Und tatsächlich wartet gleich eine ganze Reihe von Gegnern auf ihn. Sein alter Schulfreund Harry sinnt immer noch auf Rache für den Tod seines Vaters im ersten Teil der Reihe. Harry tritt nun als neuer Kobold das Erbe des Vaters an. Doch auch Spider-Man selbst hegt Rachegelüste. Denn er erfährt, wer tatsächlich für den Tod seines geliebten Onkels Ben verantwortlich ist. Nicht ein einfacher Bankräuber ist schuld, wie er bisher gedacht hatte. Vielmehr war es der Sandmann, der nun in Erscheinung tritt. Dieser ist in der Lage, sich in Sandberge zu verwandeln, wenn er angegriffen wird. Außerdem verfügt er über gewaltige Kräfte und schlägt alles kurz und klein.
Spider-Mans eigene Kräfte steigen ebenfalls stark an, seit eine geheimnisvolle schwarze Flüssigkeit seinen Anzug verfärbt hat und seine Macht vervielfältigt. Doch der neue Anzug hat noch weitere Folgen: Auch Peters Seele wird von ihm in Besitz genommen, und so entwickelt er sich immer stärker zum selbstbezogenen und isolierten Helden, von dem sich seine Freunde mit Schrecken abwenden. Am Ende kann Peter sich befreien, doch das schwarze Gift wandert weiter und befällt nun den Fotoreporter Eddie Brock, der sich zu einem neuen bedrohlichen Gegner wandelt.

Action mit Tiefgang
An Gegnern mangelt es also nicht in diesem dritten Abenteuer von Spider-Man unter der Regie von Sam Raimi. Doch nicht allein die gewaltigen Actionszenen sind für den großen Erfolg der Reihe verantwortlich, von der die ersten beiden Teile jeweils zu den erfolgreichsten Filmen aller Zeiten gehören. Die technische Umsetzung war bisher stets ausgesprochen überzeugend und legte die Messlatte für andere Filme extrem hoch.

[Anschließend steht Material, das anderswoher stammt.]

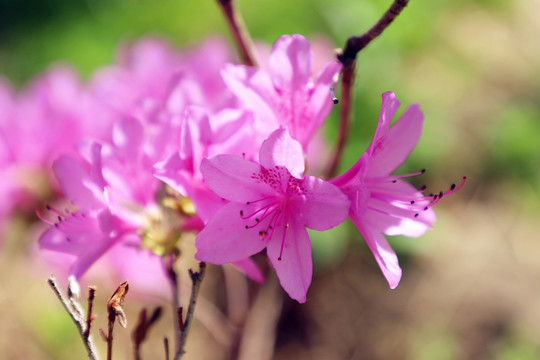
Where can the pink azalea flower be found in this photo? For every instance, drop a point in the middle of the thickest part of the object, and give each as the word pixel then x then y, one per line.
pixel 271 205
pixel 152 73
pixel 385 204
pixel 286 95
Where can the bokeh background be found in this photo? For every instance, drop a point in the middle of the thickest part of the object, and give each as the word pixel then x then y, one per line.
pixel 471 286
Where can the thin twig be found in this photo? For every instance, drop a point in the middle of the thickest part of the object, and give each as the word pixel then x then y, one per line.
pixel 196 279
pixel 142 328
pixel 115 310
pixel 345 118
pixel 77 318
pixel 348 58
pixel 90 316
pixel 238 30
pixel 166 345
pixel 173 280
pixel 356 43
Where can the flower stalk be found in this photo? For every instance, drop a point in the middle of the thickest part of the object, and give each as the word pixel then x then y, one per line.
pixel 238 31
pixel 196 279
pixel 73 308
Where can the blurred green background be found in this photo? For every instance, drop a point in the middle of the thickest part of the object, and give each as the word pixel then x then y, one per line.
pixel 471 286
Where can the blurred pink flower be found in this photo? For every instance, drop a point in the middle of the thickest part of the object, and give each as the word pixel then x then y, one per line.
pixel 286 95
pixel 271 205
pixel 385 204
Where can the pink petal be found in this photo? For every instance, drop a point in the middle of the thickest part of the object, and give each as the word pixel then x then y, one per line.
pixel 290 62
pixel 384 255
pixel 280 149
pixel 325 206
pixel 398 144
pixel 76 183
pixel 128 136
pixel 295 268
pixel 225 238
pixel 388 108
pixel 250 269
pixel 397 217
pixel 255 89
pixel 320 101
pixel 230 177
pixel 173 172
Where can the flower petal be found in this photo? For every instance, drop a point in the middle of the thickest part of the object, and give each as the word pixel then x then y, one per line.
pixel 254 88
pixel 384 255
pixel 250 269
pixel 324 207
pixel 230 177
pixel 280 149
pixel 398 143
pixel 290 62
pixel 76 183
pixel 225 238
pixel 397 217
pixel 295 269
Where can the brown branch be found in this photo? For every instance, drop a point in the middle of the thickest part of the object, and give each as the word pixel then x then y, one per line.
pixel 196 279
pixel 344 116
pixel 356 43
pixel 166 345
pixel 239 32
pixel 348 58
pixel 73 308
pixel 115 310
pixel 142 328
pixel 173 280
pixel 90 316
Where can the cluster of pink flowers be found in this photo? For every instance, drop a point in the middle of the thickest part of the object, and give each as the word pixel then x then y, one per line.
pixel 167 142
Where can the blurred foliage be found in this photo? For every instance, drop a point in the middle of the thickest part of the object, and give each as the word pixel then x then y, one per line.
pixel 472 65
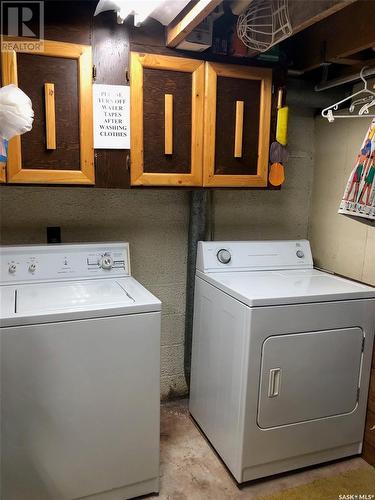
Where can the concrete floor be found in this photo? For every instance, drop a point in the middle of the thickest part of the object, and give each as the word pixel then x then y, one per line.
pixel 190 470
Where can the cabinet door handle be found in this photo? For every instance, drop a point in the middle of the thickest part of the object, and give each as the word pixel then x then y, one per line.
pixel 49 97
pixel 238 135
pixel 168 124
pixel 274 382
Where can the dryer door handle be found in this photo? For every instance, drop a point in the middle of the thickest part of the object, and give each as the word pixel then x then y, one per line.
pixel 274 382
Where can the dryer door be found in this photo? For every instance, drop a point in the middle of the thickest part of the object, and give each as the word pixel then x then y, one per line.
pixel 308 376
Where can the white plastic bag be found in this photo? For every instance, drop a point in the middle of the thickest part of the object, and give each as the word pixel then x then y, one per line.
pixel 16 112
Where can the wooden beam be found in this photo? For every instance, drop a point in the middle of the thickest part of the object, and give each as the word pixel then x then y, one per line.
pixel 339 36
pixel 179 29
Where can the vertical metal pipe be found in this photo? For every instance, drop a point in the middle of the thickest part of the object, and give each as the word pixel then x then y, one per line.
pixel 198 230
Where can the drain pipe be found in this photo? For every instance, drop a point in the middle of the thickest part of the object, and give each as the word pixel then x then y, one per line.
pixel 198 230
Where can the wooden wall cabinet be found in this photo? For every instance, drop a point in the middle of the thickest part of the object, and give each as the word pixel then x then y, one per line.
pixel 59 148
pixel 199 124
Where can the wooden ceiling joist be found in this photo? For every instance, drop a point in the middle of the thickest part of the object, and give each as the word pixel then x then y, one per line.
pixel 335 38
pixel 180 28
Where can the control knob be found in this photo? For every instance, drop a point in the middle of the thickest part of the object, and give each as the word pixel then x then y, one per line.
pixel 224 256
pixel 106 262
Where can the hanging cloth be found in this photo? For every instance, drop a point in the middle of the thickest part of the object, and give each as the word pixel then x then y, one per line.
pixel 359 195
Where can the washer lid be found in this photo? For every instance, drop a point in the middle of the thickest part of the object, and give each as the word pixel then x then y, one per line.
pixel 69 300
pixel 265 288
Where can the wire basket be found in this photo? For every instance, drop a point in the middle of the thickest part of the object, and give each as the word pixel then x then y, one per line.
pixel 264 24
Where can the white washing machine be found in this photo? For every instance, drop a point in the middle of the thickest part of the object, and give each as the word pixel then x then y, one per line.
pixel 80 396
pixel 281 357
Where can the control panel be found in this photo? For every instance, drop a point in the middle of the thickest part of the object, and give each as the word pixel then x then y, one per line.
pixel 63 262
pixel 253 255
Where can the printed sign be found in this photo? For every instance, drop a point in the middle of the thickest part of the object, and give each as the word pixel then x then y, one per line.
pixel 111 116
pixel 359 196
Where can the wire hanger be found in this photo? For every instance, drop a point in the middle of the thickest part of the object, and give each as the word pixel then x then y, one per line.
pixel 368 100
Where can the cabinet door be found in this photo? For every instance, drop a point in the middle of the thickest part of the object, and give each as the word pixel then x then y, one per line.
pixel 167 106
pixel 237 125
pixel 59 148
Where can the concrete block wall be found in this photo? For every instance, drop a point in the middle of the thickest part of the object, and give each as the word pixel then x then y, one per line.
pixel 155 222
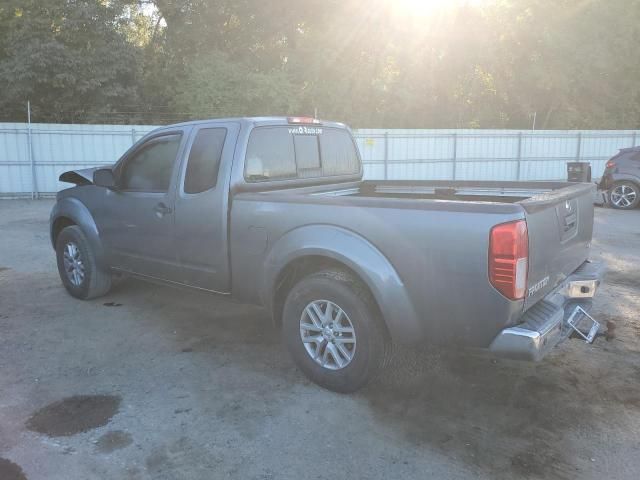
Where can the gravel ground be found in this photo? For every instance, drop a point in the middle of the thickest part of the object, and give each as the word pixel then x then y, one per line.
pixel 156 383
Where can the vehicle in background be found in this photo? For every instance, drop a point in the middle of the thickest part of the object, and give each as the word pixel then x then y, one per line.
pixel 274 212
pixel 621 179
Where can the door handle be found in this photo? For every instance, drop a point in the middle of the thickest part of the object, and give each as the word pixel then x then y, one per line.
pixel 161 209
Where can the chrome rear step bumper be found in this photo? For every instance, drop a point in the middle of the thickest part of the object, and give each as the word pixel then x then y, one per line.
pixel 550 321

Entscheidend für den großen Erfolg ist aber auch der emotionale Tiefgang der Geschichten, der viele Möglichkeiten zur Identifikation bietet. Peter Parker entwickelt sich vom schüchternen und verspotteten Schuljungen zu einer reifen Persönlichkeit und kämpft dabei eben nicht nur gegen starke Gegner, sondern auch mit der eigenen Persönlichkeit und den Tücken des Alltags. Parker erfährt im Laufe der Reihe sehr viel über das Leben und darüber, was es heißt, Verantwortung zu übernehmen und zu lieben.

Helden und Bösewichte
Die Charaktere der Reihe sind so gezeichnet, dass niemand einfach nur von Grund auf böse ist, sondern die Zuschauer stets eine ganze Menge über den Hintergrund und die Leiden der Figuren lernen und so manches Mal sogar Mitgefühl entwickeln. Und auch Spider-Man selbst erkennt im Laufe der Handlung, dass er nicht nur sympathisch ist, sondern genau wie die anderen dunkle und böse Seiten in sich trägt und sich ihnen stellen muss.

Der erste Spider-Man-Comic erschien übrigens bereits 1963 in der Reihe „Amazing Fantasy“. Der Held war so beliebt, dass rasch eine eigene Reihe entwickelt wurde, die bis heute wohl die populärste Comicreihe überhaupt ist.